Motivo? L’ennesima multa comminata dal giudice sportivo della F.I.P., Andrea Tavazza, dopo il match di domenica al Forum contro la Sigma Barcellona. Ecco il provvedimento emesso nei confronti di Pallacanestro Biella: ammenda di euro 1.466 per offese collettive frequenti del pubblico agli arbitri e per lancio di sputi isolato e sporadico, colpendo; ammenda di euro 2.000 perché nell'intervallo, nel tunnel di accesso agli spogliatoi, una persona trattenendo un arbitro per un braccio, gli rivolgeva una frase offensiva; ammenda di euro 500 per comportamento non regolamentare da parte di persone presenti all'interno del campo di gioco con specifiche mansioni (tre membri del servizio d'ordine offendevano ripetutamente gli arbitri).
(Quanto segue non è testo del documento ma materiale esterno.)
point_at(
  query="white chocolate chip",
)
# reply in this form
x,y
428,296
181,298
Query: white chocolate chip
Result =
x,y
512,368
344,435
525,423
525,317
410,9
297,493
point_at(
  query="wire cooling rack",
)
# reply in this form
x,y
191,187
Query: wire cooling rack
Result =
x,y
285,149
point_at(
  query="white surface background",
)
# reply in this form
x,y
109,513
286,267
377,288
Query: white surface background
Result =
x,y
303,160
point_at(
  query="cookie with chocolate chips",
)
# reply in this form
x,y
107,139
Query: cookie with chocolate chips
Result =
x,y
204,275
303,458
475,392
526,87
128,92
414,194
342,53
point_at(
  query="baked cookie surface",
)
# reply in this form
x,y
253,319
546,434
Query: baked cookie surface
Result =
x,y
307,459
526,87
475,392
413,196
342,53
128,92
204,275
Purtroppo Biella, in questa stagione come in quelle passate, non è nuova a queste situazioni. Ecco perché stavolta, vista anche l’entità della multa, la società ha deciso di prendere provvedimenti, come confermano Angelico e D’Adamo: “Quello che ci interessa è giocare a pallacanestro, divertirci e divertire il nostro pubblico. Abbiamo lavorato tanto per costruirci un’immagine positiva e per questo non vogliamo essere certo rappresentati da persone che ledono questa immagine. Per colpa di poche persone metà dell’incasso di domenica è andato in fumo, in una partita nella quale onestamente non ci sono state situazioni tali da generare proteste simili. Parleremo con i capi della curva in modo che chi non sta alle regole venga messo in riga e allo stesso modo prenderemo provvedimenti severi sia nei confronti degli addetti alla sicurezza che, fatto ancor più grave, dei nostri tesserati che si rendono protagonisti di situazioni imbarazzanti. Di certo non vogliamo essere rappresentati da queste persone. Se non sono in grado di fare il tifo in modo corretto per la propria squadra, che vadano a fare altro la domenica”.

Tra una multa e l’altra Biella è vicina ai 10.000 euro dall’inizio di questa stagione, “L’equivalente di una piccola sponsorizzazione”, sottolinea D’Adamo. Una situazione assurda e inaccettabile, in un momento nel quale ogni euro speso in più può fare la differenza.